Trama
Gilda è una giovane donna ansiosa e spaventata dalla morte che si ritrova, per un caso del destino, a lavorare come segretaria in una chiesa in sostituzione di Grace: un’amabile signora, scomparsa da poco, a quasi ottant’anni.
Grazie a questo lavoro, nonostante bugie e costrizioni a cui si sottopone, entra in contatto con un parroco malinconico di nome Jeff, un motivatore demotivato, logorroico e irritante che inizia a corteggiarla, e una comunità di persone che, nonostante le difficoltà, continuano a vivere e a fare del loro meglio, insegnandole che l’unico modo per affrontare l’inevitabile fine è celebrare il presente.

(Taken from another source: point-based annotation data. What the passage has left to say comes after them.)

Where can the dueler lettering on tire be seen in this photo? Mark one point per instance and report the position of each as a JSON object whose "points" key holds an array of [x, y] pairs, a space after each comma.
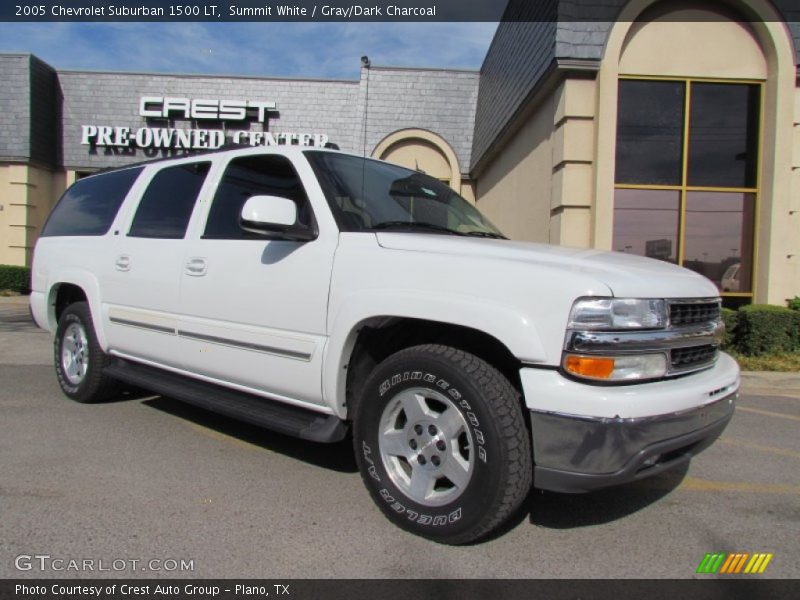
{"points": [[441, 443], [79, 359]]}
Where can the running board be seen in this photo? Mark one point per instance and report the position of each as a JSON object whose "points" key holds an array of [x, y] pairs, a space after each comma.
{"points": [[270, 414]]}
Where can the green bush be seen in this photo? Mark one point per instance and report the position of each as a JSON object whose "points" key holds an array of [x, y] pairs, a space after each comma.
{"points": [[766, 329], [15, 279], [731, 320]]}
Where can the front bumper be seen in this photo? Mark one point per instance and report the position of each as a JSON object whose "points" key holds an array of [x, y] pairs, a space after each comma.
{"points": [[579, 454], [587, 436]]}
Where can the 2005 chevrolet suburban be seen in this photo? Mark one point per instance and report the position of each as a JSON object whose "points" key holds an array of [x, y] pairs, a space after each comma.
{"points": [[314, 292]]}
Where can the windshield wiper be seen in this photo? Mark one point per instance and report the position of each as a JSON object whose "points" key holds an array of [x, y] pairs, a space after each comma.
{"points": [[412, 225], [496, 236]]}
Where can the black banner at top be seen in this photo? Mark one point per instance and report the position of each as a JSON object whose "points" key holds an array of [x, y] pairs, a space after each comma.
{"points": [[356, 10], [254, 10]]}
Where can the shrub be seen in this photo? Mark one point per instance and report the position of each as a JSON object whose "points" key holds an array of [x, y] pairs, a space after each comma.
{"points": [[765, 329], [731, 320], [16, 279]]}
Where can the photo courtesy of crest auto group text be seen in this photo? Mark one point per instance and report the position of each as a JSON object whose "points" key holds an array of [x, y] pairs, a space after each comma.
{"points": [[279, 292]]}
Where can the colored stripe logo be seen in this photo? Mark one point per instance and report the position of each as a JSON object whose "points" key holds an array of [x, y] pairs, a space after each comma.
{"points": [[734, 563]]}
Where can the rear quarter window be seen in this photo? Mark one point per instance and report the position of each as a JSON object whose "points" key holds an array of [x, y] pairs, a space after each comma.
{"points": [[89, 206]]}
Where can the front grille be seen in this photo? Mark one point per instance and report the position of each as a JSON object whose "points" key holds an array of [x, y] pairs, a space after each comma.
{"points": [[694, 357], [690, 313]]}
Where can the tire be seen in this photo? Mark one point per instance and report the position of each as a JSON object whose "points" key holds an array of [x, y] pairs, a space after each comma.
{"points": [[79, 360], [441, 444]]}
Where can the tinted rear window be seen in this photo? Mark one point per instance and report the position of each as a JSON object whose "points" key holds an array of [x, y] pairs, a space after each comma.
{"points": [[89, 206], [166, 206]]}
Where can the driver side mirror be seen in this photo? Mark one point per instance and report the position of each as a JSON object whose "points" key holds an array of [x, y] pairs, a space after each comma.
{"points": [[275, 217]]}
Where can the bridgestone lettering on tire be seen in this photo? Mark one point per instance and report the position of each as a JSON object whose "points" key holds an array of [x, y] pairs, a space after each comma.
{"points": [[79, 359], [441, 444]]}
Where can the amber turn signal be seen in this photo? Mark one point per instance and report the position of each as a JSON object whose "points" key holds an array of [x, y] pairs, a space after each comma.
{"points": [[590, 366]]}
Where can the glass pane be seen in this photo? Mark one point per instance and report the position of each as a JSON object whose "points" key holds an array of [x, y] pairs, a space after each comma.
{"points": [[167, 204], [258, 175], [646, 223], [719, 238], [90, 205], [650, 132], [723, 135]]}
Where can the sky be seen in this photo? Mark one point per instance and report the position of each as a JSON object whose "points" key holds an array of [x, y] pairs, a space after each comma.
{"points": [[318, 50]]}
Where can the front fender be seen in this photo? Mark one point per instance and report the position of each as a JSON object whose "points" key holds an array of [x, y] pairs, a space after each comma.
{"points": [[88, 282], [508, 325]]}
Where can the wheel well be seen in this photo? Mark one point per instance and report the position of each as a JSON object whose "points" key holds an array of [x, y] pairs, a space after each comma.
{"points": [[66, 294], [379, 338]]}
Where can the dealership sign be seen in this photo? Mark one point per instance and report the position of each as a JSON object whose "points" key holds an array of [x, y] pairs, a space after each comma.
{"points": [[160, 107]]}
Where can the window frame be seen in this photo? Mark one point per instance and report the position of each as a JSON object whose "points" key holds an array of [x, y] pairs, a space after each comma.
{"points": [[685, 189], [218, 181], [151, 178]]}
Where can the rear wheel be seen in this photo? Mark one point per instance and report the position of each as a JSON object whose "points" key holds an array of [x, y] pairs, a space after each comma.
{"points": [[79, 359], [441, 443]]}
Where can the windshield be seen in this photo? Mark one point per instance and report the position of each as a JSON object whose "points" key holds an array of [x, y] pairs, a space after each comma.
{"points": [[370, 195]]}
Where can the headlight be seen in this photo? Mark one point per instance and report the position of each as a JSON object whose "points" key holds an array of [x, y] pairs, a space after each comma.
{"points": [[616, 368], [618, 313]]}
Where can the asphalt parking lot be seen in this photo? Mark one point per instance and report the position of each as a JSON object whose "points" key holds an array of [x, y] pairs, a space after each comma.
{"points": [[147, 478]]}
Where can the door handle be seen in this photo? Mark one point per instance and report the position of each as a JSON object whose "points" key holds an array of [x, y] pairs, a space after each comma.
{"points": [[197, 267], [123, 263]]}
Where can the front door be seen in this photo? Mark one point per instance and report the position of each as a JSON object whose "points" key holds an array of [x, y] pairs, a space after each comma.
{"points": [[254, 310]]}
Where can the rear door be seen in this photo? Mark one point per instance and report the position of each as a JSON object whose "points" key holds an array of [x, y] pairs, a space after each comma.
{"points": [[141, 291], [254, 309]]}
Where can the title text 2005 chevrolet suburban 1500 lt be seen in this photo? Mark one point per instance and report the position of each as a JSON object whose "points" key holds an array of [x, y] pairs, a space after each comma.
{"points": [[314, 292]]}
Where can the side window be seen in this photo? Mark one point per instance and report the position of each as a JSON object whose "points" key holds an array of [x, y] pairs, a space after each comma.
{"points": [[246, 176], [167, 204], [90, 205]]}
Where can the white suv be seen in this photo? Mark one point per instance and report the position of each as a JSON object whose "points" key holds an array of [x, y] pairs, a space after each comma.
{"points": [[314, 292]]}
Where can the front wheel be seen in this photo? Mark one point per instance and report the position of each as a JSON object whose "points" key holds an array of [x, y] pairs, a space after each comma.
{"points": [[79, 359], [441, 443]]}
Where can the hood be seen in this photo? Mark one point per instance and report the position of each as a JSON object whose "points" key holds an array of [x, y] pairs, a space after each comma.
{"points": [[627, 275]]}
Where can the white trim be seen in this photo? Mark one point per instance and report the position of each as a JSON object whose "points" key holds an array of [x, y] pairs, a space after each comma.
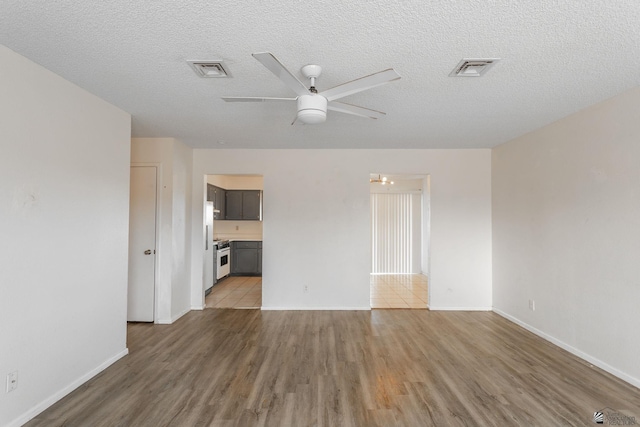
{"points": [[179, 315], [582, 355], [156, 267], [314, 308], [36, 410]]}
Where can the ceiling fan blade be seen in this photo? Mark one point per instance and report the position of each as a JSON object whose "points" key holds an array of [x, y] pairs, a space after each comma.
{"points": [[276, 67], [355, 110], [253, 99], [358, 85]]}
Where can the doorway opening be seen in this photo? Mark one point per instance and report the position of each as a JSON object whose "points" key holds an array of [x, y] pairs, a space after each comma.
{"points": [[400, 217], [233, 230]]}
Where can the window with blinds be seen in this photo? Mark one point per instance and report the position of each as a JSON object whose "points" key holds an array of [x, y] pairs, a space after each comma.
{"points": [[391, 233]]}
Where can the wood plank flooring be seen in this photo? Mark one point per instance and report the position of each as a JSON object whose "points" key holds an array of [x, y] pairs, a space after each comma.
{"points": [[229, 367]]}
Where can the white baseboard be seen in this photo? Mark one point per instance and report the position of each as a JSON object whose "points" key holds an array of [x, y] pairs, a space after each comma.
{"points": [[581, 354], [179, 315], [34, 411], [314, 308]]}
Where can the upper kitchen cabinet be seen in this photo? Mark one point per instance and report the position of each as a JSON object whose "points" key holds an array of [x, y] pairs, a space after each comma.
{"points": [[243, 205], [217, 195]]}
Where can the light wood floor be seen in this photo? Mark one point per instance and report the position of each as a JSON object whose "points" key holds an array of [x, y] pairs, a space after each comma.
{"points": [[341, 368], [236, 292], [398, 291]]}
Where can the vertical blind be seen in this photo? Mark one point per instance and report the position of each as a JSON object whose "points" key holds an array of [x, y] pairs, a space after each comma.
{"points": [[391, 233]]}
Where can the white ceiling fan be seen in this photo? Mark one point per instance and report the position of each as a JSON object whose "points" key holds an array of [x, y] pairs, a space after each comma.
{"points": [[313, 105]]}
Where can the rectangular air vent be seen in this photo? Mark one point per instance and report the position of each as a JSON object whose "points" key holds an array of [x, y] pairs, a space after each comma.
{"points": [[209, 69], [473, 67]]}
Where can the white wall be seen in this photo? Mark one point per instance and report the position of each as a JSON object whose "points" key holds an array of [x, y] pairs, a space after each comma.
{"points": [[566, 233], [64, 214], [174, 161], [181, 230], [317, 225]]}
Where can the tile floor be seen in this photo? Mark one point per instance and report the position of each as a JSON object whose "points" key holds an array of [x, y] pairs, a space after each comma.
{"points": [[236, 292], [399, 291]]}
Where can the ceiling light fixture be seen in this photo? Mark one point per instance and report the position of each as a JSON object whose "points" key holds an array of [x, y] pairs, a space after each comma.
{"points": [[380, 180]]}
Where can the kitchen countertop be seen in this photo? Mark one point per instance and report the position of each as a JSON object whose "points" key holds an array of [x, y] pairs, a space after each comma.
{"points": [[240, 238]]}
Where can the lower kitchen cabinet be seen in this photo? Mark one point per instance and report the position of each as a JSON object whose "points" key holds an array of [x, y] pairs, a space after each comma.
{"points": [[246, 258]]}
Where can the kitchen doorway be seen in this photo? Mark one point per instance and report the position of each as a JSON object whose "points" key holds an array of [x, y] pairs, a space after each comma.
{"points": [[400, 214], [237, 239]]}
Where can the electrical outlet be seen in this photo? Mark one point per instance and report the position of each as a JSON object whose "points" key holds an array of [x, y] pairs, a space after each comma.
{"points": [[12, 381]]}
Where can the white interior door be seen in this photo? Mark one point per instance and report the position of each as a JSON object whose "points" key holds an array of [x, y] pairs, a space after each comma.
{"points": [[142, 244]]}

La citazione degna di nota
Stringo ancora più forte il volante nel preciso istante in cui mi scontro intensamente con la realtà che sono un essere vivente, che respira, che un giorno morirà. Guidatori sconsiderati possono ammazzarmi. Sono intrappolata in questo corpo fragile. Potrei essere spinta fuori strada. Potrei essere investita da un minivan. Potrei strozzarmi con alcuni acini d’uva. Potrei essere allergica alle api. La mia esistenza è talmente transitoria che un misero insetto, saltando da una margherita sul mio braccio, potrebbe pungermi e io verrei a cancellata. Nero. Niente.
Le nostre riflessioni
L’aspetto interessante di questa storia, che potremmo definire di formazione, è che unisce umorismo e commozione, offrendo una visione peculiare sulla condizione umana e sulla scelta di vivere pienamente ogni giorno in un mondo imperfetto. Il tratto predominante di Gilda è la sua ironia e comicità con la quale narra di ansia sociale e stati depressivi senza forzarli ne ridicolizzarli. Abbiamo provato empatia con la nostra protagonista perché ognuno di noi ha dovuto fare i conti in alcuni momenti con il tempo che passa, i cambiamenti e un pò di malinconia nei confronti della vita.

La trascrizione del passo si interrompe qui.